# Differentiating under integral

Prove: (Euler Gamma Γ Function)
$\displaystyle n! = \int_{0}^{\infty}{x^{n}.e^{-x}dx}$

Proof:
∀ a>0
Integrate by parts:

$\displaystyle\int_{0}^{\infty}{e^{-ax}dx}=-\frac{1}{a}e^{-ax}\Bigr|_{0}^{\infty}=\frac{1}{a}$

∀ a>0
$\displaystyle\int_{0}^{\infty}{e^{-ax}dx}=\frac{1}{a}$ …[1]

Feynman trick: differentiating under integral => d/da left side of [1]

$\displaystyle\frac{d}{da}\displaystyle\int_{0}^{\infty}e^{-ax}dx= \int_{0}^{\infty}\frac{d}{da}(e^{-ax})dx=\int_{0}^{\infty} -xe^{-ax}dx$

Differentiate the right side of [1]:
$\displaystyle\frac{d}{da}(\frac{1}{a}) = -\frac{1}{a^2}$
=>
$a^{-2}=\int_{0}^{\infty}xe^{-ax}dx$

Continue to differentiate with respect to ‘a’:
$-2a^{-3} =\int_{0}^{\infty}-x^{2}e^{-ax}dx$
$2a^{-3} =\int_{0}^{\infty}x^{2}e^{-ax}dx$
$\frac{d}{da} \text{ both sides}$
$2.3a^{-4} =\int_{0}^{\infty}x^{3}e^{-ax}dx$

$2.3.4\dots n.a^{-(n+1)} =\int_{0}^{\infty}x^{n}e^{-ax}dx$
Set a = 1
$\boxed{n!=\int_{0}^{\infty}x^{n}e^{-x}dx}$ [QED]

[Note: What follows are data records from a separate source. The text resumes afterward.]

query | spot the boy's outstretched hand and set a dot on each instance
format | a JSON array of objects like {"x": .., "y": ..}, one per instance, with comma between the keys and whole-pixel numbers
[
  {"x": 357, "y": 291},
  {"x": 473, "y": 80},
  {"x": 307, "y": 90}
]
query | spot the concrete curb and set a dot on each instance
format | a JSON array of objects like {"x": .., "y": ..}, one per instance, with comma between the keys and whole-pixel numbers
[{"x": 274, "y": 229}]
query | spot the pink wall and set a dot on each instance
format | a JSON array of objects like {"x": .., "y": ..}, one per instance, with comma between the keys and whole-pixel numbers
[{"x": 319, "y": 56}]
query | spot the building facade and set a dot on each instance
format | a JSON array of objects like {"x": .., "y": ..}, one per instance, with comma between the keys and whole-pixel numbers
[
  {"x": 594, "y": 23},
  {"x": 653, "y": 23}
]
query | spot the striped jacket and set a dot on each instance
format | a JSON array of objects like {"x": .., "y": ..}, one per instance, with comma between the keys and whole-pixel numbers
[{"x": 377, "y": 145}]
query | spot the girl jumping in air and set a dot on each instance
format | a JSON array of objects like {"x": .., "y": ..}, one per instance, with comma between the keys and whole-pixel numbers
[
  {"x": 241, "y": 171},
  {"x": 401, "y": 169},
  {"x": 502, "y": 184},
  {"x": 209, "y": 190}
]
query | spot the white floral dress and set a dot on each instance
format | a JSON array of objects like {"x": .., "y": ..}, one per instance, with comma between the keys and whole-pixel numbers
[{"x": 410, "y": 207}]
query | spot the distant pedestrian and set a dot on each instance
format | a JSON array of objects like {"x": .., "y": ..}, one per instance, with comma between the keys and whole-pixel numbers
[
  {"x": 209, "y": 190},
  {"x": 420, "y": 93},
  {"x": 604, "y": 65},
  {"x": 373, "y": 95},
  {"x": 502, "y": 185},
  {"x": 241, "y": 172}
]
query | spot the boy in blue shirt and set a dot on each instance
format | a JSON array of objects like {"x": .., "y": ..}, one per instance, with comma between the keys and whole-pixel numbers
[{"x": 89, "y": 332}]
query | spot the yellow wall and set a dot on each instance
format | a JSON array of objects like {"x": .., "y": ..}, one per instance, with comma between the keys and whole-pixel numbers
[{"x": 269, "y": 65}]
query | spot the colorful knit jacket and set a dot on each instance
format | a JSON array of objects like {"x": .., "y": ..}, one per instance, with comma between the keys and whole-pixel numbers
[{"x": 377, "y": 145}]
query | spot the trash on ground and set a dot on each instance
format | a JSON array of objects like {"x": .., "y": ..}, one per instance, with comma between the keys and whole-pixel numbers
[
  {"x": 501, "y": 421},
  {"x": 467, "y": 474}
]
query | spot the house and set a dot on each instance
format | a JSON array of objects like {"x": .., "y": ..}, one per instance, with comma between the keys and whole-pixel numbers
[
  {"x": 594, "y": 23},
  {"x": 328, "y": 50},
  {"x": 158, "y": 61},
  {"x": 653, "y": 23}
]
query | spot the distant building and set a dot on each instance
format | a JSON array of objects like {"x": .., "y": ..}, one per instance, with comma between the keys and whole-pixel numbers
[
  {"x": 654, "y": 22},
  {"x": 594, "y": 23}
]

Another Example using “Feynman Integration”:

$\displaystyle \text{Evaluate }\int_{0}^{1}\frac{x^{2}-1}{ln x} dx$

$\displaystyle \text{Let I(b)} = \int_{0}^{1}\frac{x^{b}-1}{ln x} dx$ ; for b > -1

$\displaystyle \text{I'(b)} = \frac{d}{db}\int_{0}^{1}\frac{x^{b}-1}{ln x} dx = \int_{0}^{1}\frac{d}{db}(\frac{x^{b}-1}{ln x}) dx$

$x^{b} = e^{ln x^{b}} = e^{b.ln x}$

$\frac{d}{db}(x^{b}) = \frac{d}{db}e^{b.ln x}=e^{b.ln x}.{ln x}= e^{ln x^{b}}.{ln x}=x^{b}.{ln x}$

$\text{I'(b)}=\int_{0}^{1} x^{b} dx=\frac{x^{b+1}}{b+1}\Bigr|_{0}^{1} = \frac{1}{b+1}$
=>
$\text {I(b)} = ln (b+1) + C$

Let b=0
I(0) = 0= ln (1) + C = 0+C => C=0

$\boxed{I(b)=ln(b+1)}$

Let b= 2
$\displaystyle\int_{0}^{1}\frac{x^{2}-1}{ln x} dx = I(2) = ln (3)$ [QED]